Bridgeman Artist

ALEXANDER, ISABEL

Biography

Isabel Alexander (1910-1996), artist and illustrator, trained during the 1930s in Birmingham and at the Slade School of Art, London, and then travelled widely in Europe and worked in documentary film before settling in East Anglia and, in her later years, Yorkshire. Best known for her dramatic and distinctive landscapes and seascapes, she was also a keen portraitist and experimented with abstraction. She was influenced by her great love of landscape and the natural world, as well as her concern to document lives and work in industrial and rural communities. She also illustrated, wrote and autolithographed one of the celebrated Puffin Picture Books. Alexander's body of work includes paintings, drawings, sketches and illustrations. Like many women artists of her generation she struggled for opportunity and recognition in a field that was overwhelming male; and like many more women across society as a whole she had to reconcile ambition with financial pressures and the demands of single parenting.
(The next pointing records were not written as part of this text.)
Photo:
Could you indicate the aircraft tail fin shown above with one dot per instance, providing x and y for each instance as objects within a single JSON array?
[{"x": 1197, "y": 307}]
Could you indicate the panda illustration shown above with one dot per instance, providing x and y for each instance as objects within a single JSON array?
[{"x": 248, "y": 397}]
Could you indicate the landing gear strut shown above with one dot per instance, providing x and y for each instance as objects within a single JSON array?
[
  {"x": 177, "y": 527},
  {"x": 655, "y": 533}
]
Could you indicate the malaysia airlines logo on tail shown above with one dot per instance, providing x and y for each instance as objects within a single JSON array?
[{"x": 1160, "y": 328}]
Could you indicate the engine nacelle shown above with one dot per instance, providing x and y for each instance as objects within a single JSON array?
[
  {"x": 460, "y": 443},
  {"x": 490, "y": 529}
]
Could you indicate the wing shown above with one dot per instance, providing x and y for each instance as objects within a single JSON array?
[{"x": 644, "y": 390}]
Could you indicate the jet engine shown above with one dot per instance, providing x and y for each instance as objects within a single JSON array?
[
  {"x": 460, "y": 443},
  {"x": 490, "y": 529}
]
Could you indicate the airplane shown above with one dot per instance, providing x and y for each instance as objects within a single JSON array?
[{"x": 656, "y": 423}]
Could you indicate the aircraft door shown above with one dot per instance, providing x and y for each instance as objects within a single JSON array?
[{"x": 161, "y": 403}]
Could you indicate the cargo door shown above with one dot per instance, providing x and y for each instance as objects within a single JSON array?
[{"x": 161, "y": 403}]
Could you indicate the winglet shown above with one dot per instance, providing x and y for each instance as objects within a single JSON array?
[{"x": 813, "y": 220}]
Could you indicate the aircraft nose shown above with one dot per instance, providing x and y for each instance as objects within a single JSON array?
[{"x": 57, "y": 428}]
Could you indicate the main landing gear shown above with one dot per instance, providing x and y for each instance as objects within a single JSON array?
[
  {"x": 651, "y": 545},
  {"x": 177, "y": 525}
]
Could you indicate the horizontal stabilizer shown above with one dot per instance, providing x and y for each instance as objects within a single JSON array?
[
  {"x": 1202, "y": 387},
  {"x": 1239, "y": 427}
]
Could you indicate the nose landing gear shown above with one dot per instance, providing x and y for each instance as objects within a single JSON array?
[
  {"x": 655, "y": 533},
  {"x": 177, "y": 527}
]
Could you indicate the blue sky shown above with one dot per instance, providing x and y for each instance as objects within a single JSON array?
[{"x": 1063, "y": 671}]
Interest in her work has grown since her death, prompted by a major retrospective at the Mercer Gallery, Harrogate, and the substantial illustrated monograph Isabel Alexander: artist and illustrator by Janet McKenzie, both in 2017. In 2021 Parthian Press published a lavish new edition of Miner’s Day, the book by miner-writer B.L.Coombes that first appeared, with Isabel Alexander’s illustrations, in 1945. The new edition includes nearly 80 of the artist’s South Wales images of mining, miners, and – unusually – their wives and children, many of them never seen before, together with an illuminating essay by art historian Peter Wakelin.